Thanks for Great Conferences and Starting our Building Unit This Week
Amazing Families,
Thank you for the 100% participation in parent teacher conferences over the last two days. I was so happy to celebrate all the learning that has happened this year and look forward to making sure that our class is ready for kindergarten.
We wrapped up our Reduce, Reuse and Recycle unit last week and are ready to turn our focus to our new theme, Buildings! We will study buildings in our neighborhood and in the world. Some of this information was included in an attachment from our Principal, Shuba in a Deets last week, but I'd like to put the call out again: To get the study started, we are gathering pictures of all sorts of buildings. We could really use your help! We welcome pictures from any source, such as newspapers or magazines, postcards, printouts from the Internet, and your family's photo collection. It would be wonderful if you could include pictures of buildings in other parts of the world, too.
As we study buildings, we will learn concepts and skills in science social studies, literacy, math, the arts, and technology.
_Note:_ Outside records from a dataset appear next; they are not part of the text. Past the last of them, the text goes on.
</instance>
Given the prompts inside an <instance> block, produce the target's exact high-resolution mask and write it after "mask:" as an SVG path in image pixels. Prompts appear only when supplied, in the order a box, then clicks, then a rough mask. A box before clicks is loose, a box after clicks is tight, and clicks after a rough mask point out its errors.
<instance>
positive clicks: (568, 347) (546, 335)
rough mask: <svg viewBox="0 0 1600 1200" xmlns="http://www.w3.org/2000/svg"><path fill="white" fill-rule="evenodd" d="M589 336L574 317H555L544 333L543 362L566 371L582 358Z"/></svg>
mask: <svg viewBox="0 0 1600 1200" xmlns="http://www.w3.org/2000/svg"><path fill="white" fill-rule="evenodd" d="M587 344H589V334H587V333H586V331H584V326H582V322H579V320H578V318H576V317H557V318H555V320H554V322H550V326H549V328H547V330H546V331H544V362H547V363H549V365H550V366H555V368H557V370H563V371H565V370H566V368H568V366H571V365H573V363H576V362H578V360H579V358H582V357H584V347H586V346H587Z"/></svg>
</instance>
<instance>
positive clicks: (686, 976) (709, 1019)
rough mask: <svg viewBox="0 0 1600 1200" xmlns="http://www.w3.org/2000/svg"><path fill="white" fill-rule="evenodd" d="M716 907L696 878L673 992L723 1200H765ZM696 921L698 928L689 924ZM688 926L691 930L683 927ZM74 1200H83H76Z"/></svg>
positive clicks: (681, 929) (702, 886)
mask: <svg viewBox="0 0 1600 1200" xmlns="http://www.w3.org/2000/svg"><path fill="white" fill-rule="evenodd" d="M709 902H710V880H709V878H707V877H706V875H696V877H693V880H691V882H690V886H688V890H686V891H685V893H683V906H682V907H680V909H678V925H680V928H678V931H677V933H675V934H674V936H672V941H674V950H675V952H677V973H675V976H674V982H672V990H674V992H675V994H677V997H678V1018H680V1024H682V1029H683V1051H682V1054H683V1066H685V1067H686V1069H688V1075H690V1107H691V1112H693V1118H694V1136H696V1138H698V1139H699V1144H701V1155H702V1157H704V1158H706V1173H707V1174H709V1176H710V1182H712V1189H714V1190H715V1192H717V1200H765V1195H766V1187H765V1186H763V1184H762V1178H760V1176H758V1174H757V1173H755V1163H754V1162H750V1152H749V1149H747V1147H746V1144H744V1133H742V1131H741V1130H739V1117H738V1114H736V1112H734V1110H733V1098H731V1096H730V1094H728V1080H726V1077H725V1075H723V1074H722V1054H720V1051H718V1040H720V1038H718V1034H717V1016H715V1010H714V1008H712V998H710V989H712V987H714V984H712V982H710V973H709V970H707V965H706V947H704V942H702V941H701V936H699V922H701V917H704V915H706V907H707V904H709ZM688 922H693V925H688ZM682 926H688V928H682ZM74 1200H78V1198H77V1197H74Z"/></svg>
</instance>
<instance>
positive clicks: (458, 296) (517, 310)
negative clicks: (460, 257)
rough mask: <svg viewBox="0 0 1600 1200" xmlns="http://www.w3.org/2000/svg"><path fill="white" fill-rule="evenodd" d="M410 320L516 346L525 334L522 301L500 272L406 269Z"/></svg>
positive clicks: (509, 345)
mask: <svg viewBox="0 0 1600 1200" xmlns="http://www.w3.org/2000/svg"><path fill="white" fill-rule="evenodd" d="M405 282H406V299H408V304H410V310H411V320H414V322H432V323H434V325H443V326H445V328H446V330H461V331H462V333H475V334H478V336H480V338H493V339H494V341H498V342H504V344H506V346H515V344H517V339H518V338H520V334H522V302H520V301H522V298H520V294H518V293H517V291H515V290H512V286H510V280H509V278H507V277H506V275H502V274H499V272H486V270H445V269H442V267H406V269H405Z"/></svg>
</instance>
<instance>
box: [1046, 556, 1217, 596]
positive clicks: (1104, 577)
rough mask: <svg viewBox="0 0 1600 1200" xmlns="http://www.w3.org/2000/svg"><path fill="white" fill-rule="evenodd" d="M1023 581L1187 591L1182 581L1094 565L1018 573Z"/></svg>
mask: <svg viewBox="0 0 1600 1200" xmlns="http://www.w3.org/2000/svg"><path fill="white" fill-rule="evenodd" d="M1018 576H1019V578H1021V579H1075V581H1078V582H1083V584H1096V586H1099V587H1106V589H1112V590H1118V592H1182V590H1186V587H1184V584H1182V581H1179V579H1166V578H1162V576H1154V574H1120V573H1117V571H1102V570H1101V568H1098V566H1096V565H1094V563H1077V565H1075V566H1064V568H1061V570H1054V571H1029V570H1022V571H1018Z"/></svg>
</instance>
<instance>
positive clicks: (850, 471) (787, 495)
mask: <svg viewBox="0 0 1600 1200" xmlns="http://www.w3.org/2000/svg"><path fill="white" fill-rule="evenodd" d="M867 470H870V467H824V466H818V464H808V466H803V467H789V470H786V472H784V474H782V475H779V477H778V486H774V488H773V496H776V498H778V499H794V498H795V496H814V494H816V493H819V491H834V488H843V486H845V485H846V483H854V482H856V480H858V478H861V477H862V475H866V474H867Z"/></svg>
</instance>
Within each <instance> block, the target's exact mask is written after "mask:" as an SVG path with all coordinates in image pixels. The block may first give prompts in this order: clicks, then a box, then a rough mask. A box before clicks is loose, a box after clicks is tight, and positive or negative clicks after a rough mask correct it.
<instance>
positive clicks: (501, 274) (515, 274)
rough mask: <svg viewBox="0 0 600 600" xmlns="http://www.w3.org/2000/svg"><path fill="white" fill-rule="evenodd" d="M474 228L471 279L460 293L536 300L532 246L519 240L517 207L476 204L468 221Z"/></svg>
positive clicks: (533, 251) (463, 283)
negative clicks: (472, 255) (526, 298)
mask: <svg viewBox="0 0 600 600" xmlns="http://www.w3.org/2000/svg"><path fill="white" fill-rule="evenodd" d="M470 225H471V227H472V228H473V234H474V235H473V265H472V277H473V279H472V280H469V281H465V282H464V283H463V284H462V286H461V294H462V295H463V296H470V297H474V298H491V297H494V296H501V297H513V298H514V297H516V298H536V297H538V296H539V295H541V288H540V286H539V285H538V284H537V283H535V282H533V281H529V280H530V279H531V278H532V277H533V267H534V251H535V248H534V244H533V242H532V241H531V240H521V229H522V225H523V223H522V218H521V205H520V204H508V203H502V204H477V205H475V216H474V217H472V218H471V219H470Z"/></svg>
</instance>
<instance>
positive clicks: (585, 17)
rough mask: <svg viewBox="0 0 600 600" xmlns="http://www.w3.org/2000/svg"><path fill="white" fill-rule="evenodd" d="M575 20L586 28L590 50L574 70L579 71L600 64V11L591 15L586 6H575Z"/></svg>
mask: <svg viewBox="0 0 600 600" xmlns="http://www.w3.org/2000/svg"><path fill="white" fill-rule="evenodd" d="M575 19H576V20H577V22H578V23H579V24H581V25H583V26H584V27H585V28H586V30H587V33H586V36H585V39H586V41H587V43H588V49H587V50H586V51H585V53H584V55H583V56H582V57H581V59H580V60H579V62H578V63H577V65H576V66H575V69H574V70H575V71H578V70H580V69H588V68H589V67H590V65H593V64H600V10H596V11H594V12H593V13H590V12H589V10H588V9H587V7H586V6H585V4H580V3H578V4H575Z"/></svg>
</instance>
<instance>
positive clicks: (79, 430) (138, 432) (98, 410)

We will also be using thinking skills to investigate, ask questions, solve problems, make predictions, and test our ideas.
In class this week:
Skip will be:
Using blocks to measure children, exploring scale by comparing ourselves to trees on the grounds of buildings, comparing numbers of objects using Ten Frames, conducting a discussion and shared writing about the different parts of buildings, and analyzing text to "find the missing letter sound".
Claudine will be assembling an illustrated word wall of many types of buildings to inform our writing about buildings, making towers with blocks, and making observational drawings of buildings.
We will also allign ourselves with Kindergarten by using the Orton-Gillingham hand writing worksheets that feature a simplified drawing of house (that ties perfectly into our new unit!) on the left hand side of lined paper to aid in children's letter formation. For example, capital letters would be written starting at the "roof line" and extend down to the foundation of the house. A lower case "g" would start at the "door line" and go down to the "basement".
I'd like to close out this letter by asking for volunteers to accompany our class on a neighborhood walk to study some of the houses and buildings in the neighborhood around the school this Friday, March 8. We will be starting our walk at 9:20 and will be documenting our observations with drawings for approximately 20 minutes.